Tbilisi to najważniejsze miasto Gruzji będące jednocześnie jej stolicą. Faktem jest, że nie jest to jedna z tych stolic, które dla państw bywają ośrodkiem najważniejszych wydarzeń. Tempo życia w Tbilisi w niczym nie odbiega od tempa życia Gruzina z Kutaisi czy Batumi. Jest wobec tego obecna aura delikatnie upływającego czasu i przede wszystkim brak pośpiechu, którego nie doświadczymy w modnych europejskich stolicach. Co ważne, miasto w ostatnich latach rozwija się bardzo prężnie, choć Gruzini bardzo dbają o to, by nie pozbawić stolicy swojego niepowtarzalnego klimatu.
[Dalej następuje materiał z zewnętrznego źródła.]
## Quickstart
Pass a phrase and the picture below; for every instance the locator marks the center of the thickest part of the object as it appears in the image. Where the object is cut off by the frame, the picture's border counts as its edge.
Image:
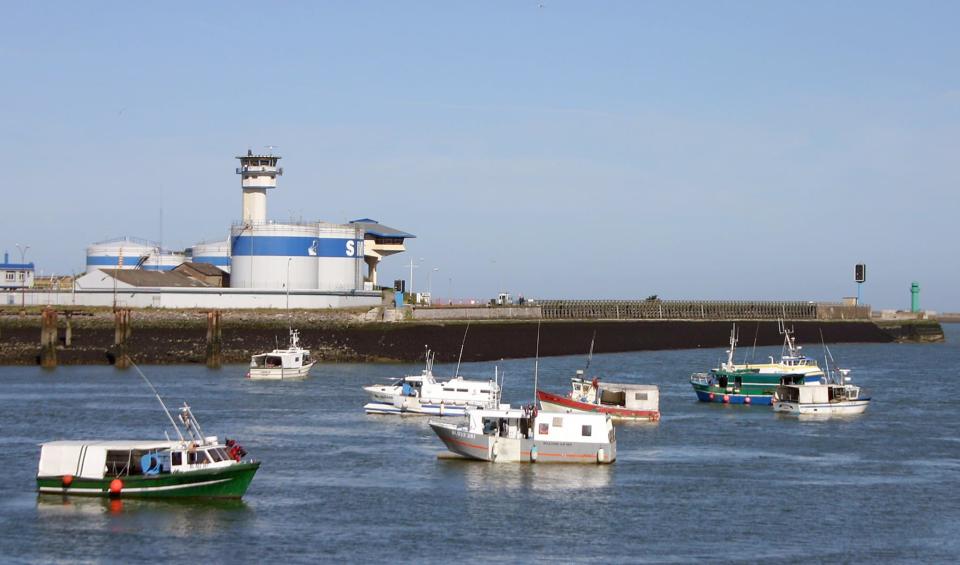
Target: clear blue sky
(718, 150)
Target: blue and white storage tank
(339, 252)
(131, 253)
(213, 252)
(314, 256)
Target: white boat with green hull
(294, 362)
(193, 465)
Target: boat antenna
(157, 394)
(536, 366)
(462, 343)
(590, 355)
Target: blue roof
(377, 229)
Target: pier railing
(699, 310)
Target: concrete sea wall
(171, 336)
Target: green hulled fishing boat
(755, 383)
(193, 465)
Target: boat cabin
(628, 396)
(280, 360)
(569, 427)
(98, 460)
(817, 394)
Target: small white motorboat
(833, 395)
(294, 362)
(520, 435)
(424, 394)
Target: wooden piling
(121, 335)
(214, 340)
(68, 334)
(48, 338)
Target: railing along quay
(699, 310)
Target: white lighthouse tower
(257, 174)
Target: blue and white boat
(424, 394)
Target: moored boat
(621, 401)
(423, 394)
(834, 395)
(294, 362)
(755, 383)
(518, 435)
(191, 466)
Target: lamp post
(430, 283)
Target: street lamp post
(430, 283)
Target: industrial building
(15, 275)
(270, 263)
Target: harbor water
(708, 482)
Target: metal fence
(698, 310)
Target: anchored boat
(621, 401)
(749, 383)
(294, 362)
(424, 394)
(194, 465)
(835, 396)
(518, 435)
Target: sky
(693, 150)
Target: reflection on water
(176, 518)
(339, 485)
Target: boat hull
(221, 482)
(555, 402)
(494, 449)
(415, 409)
(846, 408)
(279, 374)
(721, 396)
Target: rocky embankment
(173, 336)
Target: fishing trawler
(294, 362)
(623, 402)
(835, 396)
(423, 394)
(193, 465)
(522, 435)
(752, 384)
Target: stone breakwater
(172, 336)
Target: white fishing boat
(518, 435)
(833, 395)
(294, 362)
(424, 394)
(622, 401)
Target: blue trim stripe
(218, 261)
(291, 246)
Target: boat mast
(590, 355)
(536, 367)
(157, 394)
(462, 343)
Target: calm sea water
(708, 482)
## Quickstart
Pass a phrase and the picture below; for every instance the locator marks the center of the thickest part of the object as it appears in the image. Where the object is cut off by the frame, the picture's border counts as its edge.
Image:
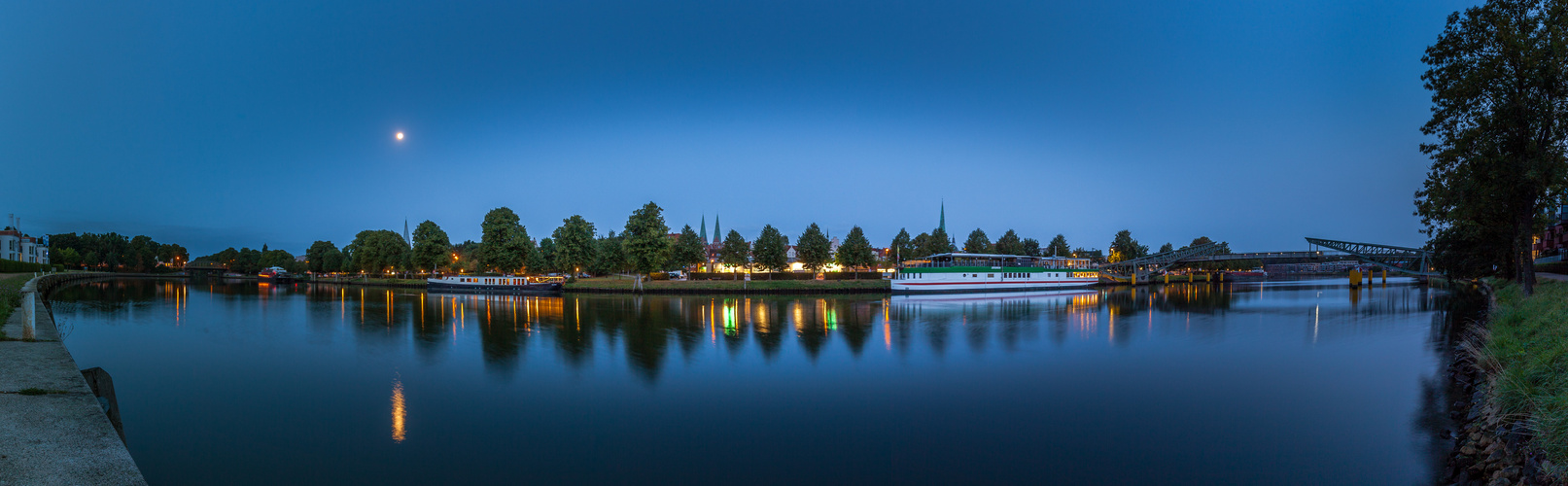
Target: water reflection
(649, 328)
(399, 413)
(1217, 383)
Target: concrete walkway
(63, 436)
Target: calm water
(1281, 383)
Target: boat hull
(516, 289)
(990, 286)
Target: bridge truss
(1161, 260)
(1411, 260)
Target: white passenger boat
(498, 284)
(964, 271)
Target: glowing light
(399, 413)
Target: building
(1548, 247)
(20, 248)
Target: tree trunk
(1521, 237)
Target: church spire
(941, 222)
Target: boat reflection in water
(1271, 383)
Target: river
(1269, 383)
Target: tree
(378, 251)
(813, 250)
(688, 250)
(541, 259)
(1499, 92)
(736, 251)
(645, 243)
(430, 247)
(1126, 248)
(1010, 245)
(1059, 247)
(902, 247)
(575, 245)
(977, 242)
(504, 243)
(68, 258)
(772, 250)
(854, 251)
(1030, 247)
(609, 256)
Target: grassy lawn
(823, 286)
(1529, 342)
(12, 295)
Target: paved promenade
(61, 436)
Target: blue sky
(214, 125)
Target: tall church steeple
(941, 222)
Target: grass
(1527, 350)
(12, 295)
(823, 286)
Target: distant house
(22, 248)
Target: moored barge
(966, 271)
(499, 284)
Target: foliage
(575, 245)
(736, 251)
(113, 251)
(1057, 248)
(1125, 248)
(688, 250)
(813, 250)
(541, 259)
(856, 251)
(609, 258)
(316, 258)
(935, 243)
(432, 247)
(770, 251)
(1010, 245)
(900, 247)
(645, 238)
(977, 242)
(376, 250)
(1499, 91)
(504, 243)
(1529, 342)
(1028, 247)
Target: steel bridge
(1399, 259)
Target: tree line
(113, 253)
(1499, 120)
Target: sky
(237, 124)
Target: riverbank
(624, 286)
(52, 427)
(1511, 391)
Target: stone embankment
(53, 429)
(1490, 447)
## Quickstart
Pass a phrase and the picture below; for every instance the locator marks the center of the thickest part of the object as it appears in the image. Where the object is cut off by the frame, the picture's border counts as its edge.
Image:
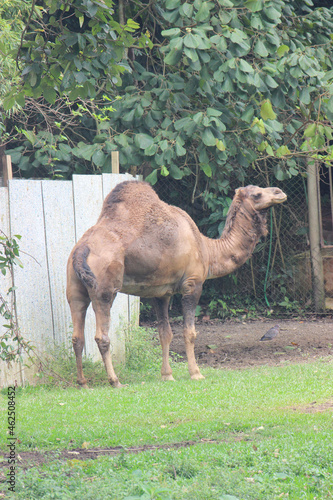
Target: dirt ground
(233, 344)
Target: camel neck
(243, 229)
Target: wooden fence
(51, 216)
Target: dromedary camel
(145, 247)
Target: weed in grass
(183, 468)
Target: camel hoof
(83, 385)
(118, 385)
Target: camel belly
(147, 290)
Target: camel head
(261, 198)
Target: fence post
(6, 169)
(115, 162)
(314, 236)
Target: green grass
(250, 435)
(262, 444)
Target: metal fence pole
(314, 236)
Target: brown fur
(143, 246)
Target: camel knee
(165, 335)
(103, 344)
(190, 336)
(78, 345)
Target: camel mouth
(282, 199)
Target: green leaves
(266, 110)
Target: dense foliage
(204, 89)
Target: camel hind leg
(189, 304)
(102, 309)
(79, 301)
(164, 330)
(109, 282)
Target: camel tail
(81, 267)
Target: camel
(145, 247)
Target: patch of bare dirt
(27, 459)
(233, 344)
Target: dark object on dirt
(272, 333)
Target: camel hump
(130, 191)
(81, 267)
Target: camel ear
(240, 192)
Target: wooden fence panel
(32, 281)
(60, 239)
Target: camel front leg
(189, 303)
(102, 313)
(165, 333)
(78, 311)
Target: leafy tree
(71, 55)
(212, 90)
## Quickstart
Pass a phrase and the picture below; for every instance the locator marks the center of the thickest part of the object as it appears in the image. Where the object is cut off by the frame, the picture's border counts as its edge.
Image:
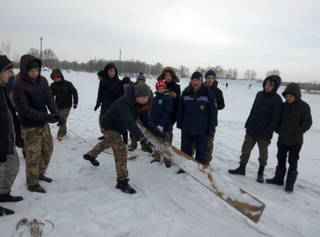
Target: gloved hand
(60, 119)
(3, 158)
(96, 107)
(146, 145)
(51, 118)
(160, 128)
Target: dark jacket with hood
(295, 118)
(197, 112)
(265, 113)
(110, 89)
(123, 114)
(162, 108)
(63, 91)
(174, 87)
(218, 95)
(9, 124)
(32, 97)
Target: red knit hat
(161, 83)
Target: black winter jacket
(265, 113)
(296, 118)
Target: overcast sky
(244, 34)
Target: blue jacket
(197, 113)
(161, 112)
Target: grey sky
(246, 34)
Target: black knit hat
(33, 65)
(141, 90)
(5, 63)
(210, 73)
(196, 75)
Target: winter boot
(37, 188)
(291, 179)
(5, 211)
(132, 146)
(260, 174)
(92, 159)
(241, 170)
(44, 178)
(9, 198)
(279, 176)
(125, 187)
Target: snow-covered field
(82, 200)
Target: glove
(3, 158)
(96, 107)
(160, 128)
(146, 145)
(51, 118)
(60, 119)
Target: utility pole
(41, 38)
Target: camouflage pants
(38, 146)
(168, 138)
(8, 172)
(249, 143)
(63, 127)
(114, 140)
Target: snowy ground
(82, 201)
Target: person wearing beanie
(32, 97)
(196, 117)
(10, 137)
(66, 96)
(122, 116)
(260, 125)
(141, 79)
(295, 120)
(110, 89)
(161, 112)
(211, 82)
(173, 88)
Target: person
(64, 93)
(196, 117)
(161, 111)
(10, 137)
(110, 89)
(295, 120)
(212, 83)
(173, 88)
(120, 117)
(260, 125)
(32, 97)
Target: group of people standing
(26, 114)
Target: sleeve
(74, 93)
(306, 121)
(167, 112)
(275, 119)
(23, 107)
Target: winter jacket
(218, 95)
(123, 114)
(110, 89)
(63, 91)
(9, 125)
(197, 113)
(32, 97)
(174, 87)
(265, 113)
(162, 108)
(295, 118)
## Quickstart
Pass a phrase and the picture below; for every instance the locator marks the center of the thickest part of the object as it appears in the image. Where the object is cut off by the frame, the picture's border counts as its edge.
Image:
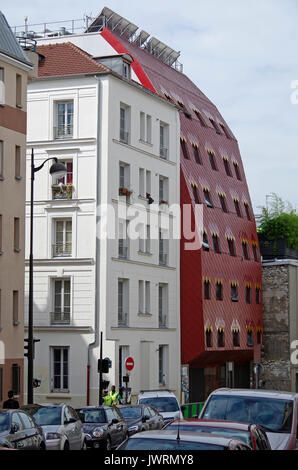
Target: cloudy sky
(242, 55)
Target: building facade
(14, 70)
(105, 128)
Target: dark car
(171, 440)
(141, 418)
(19, 431)
(252, 434)
(103, 426)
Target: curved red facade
(236, 324)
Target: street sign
(129, 363)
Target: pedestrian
(11, 403)
(115, 396)
(106, 399)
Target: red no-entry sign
(129, 363)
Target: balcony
(124, 136)
(60, 318)
(63, 132)
(61, 249)
(62, 191)
(163, 259)
(163, 152)
(163, 321)
(122, 319)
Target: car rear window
(273, 414)
(164, 404)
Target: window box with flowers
(62, 191)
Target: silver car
(60, 424)
(275, 411)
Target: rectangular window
(60, 369)
(16, 234)
(184, 149)
(164, 141)
(17, 162)
(15, 307)
(16, 379)
(61, 301)
(2, 87)
(162, 305)
(64, 120)
(1, 159)
(124, 124)
(123, 302)
(19, 90)
(212, 161)
(197, 154)
(62, 238)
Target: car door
(18, 437)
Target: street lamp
(58, 170)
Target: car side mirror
(14, 428)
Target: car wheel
(66, 446)
(108, 444)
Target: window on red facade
(223, 203)
(207, 197)
(237, 208)
(209, 338)
(227, 167)
(236, 338)
(212, 161)
(207, 290)
(237, 171)
(220, 339)
(184, 149)
(245, 250)
(216, 244)
(232, 247)
(219, 290)
(197, 154)
(200, 118)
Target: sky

Gdzie się wybrać w pierwszej kolejności?
Przybywszy do Tbilisi warto udać się na słynną aleją Szota Rustawelego, która jest jedną z najważniejszych ulic w stolicy i przy okazji prowadzi na stare miasto. To właśnie na tej trasie będziemy mogli obserwować wspaniały gmach opery i bez problemu namierzymy muzea, w których można spędzić cały dzień, zapominając o bożym świecie. Jednym z ważniejszych zabytków jest pomnik Matki Gruzji, która w jednej ręce trzyma miecz, a w drugiej naczynie z winem, które ma być symbolem niezwykłej gościnności Gruzinów. O gościnności przekonamy się zresztą już na lotnisku po przylocie, gdy otrzymamy niewielką buteleczkę z ulubionym trunkiem mieszkańców, którzy uparcie twierdzą, że wino to ich wynalazek. Faktem pozostaje, że wino pędzi w Gruzji każdy i to bez względu na status społeczny. Jeżeli tylko będziemy mieli okazję skosztować domowego wina, to z całą pewnością powinniśmy się na nie zdecydować. Jest znacznie lepsze niż kupne i bywa również znacznie tańsze. Na ogół gospodarze oferują turystom własne wino serwowane w butelkach po gazowanych napojach, co nie powinno zniechęcać. Wystarczy tylko skosztować, by przekonać się, że opakowanie w tym wypadku nie ma żadnego znaczenia. Tbilisi zabytki to także ogromna katedra Sameba, która dla wielu Gruzinów jest powodem do dumy. Bez wątpienia jest to największa katedra w kraju i przede wszystkim piękna budowla, którą warto odwiedzić.